Он полуобернулся к дверям, где его слуга держал на руках теплый дорожный плащ – было заметно, что он мерзнет, несмотря на сентябрьскую теплынь.
– Заботься о Ее Величестве, мальчуган! – Он игриво потрепал Эссекса по подбитому ватой корично-алому крылышку модного камзола. – Если можно доверить столь священную особу неоперившемуся юнцу!
Разумеется, прелестное золотисто-смуглое лицо моего юного лорда нахмурилось и яростно вспыхнуло от обиды на «мальчугана» и «юнца», посыпались яростные возражения, мы с Робином рассмеялись, и так, со смехом, он ушел.
Знал ли он тогда?
Думаю, знал.
Ибо напоследок он поднес мою руку к губам и сказал:
– Поручаю вас любви этого лорда – и Англии. Прощайте, моя королева, моя бесценная…
Проговорил ли он вполголоса, уже на ходу, или я домыслила это позже: «Прощай, любовь моя»?
Надо было проводить его до коня, подержаться за стремя, поцеловать на прощанье – ведь я всегда так делала!
Но «танцуем!» приказал мой одетый в алое юный лорд, и я, охваченная пламенем его молодости, закружилась в галлиарде, не проводив Робина даже взглядом.
Потом, в конце августа, пришло письмо – о, как он лгал мне, какие писал успокоительные слова: «Я принимаю ваши лекарства, и они помогают мне много лучше других. Но я пишу лишь затем, чтобы осведомиться о своей дражайшей госпоже, чье счастье и здоровье для меня дороже всего в жизни…»
Я улыбнулась, прочитав письмо, и отложила его в сторону.
Отвечу завтра… или послезавтра… или после-послезавтра…
Но вместо следующего письма прискакал дрожащий молодчик, бледный и запинающийся со страху.
Робин…
Нет, нет, даже сейчас я не могу выговорить это слово без горя и ярости – да, ярости, потому что, напиши он правду, я послала бы ему своих врачей.

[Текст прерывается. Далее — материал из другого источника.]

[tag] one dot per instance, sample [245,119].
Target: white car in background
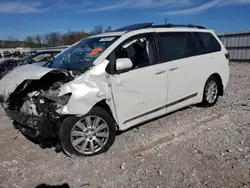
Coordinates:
[114,81]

По крайности я послала бы первому вельможе королевства слуг и сиделок, рыцарей и оруженосцев, да, и даже фрейлин, чтоб ему умирать в почете и роскоши.
А так он умер, брошенный всеми, одинокий, за ним ухаживали всего лишь двое или трое слуг, простаки, которые, в отличие от остальных, не разбежались из страха подхватить заразу. Его бывший секретарь – ирландский стихоплет Спенсер, так вот, этот Эдмунд один из немногих оплакал его кончину в стихах. «Величье его испарилось в ничто», – написал он.
Красиво сказано, красиво! Но когда мой лорд испарялся в ничто, горел в лихорадке, стискивал больной бок и рыдал, кто был с ним? Как и в Уонстеде, когда он заболел после того, как я узнала про его свадьбу с волчицей, и при нем не было никого, кроме дряхлых старух и деревенских мужиков, так и теперь некому было облегчить его страдания, поцеловать на прощанье, с любовью прикрыть веки.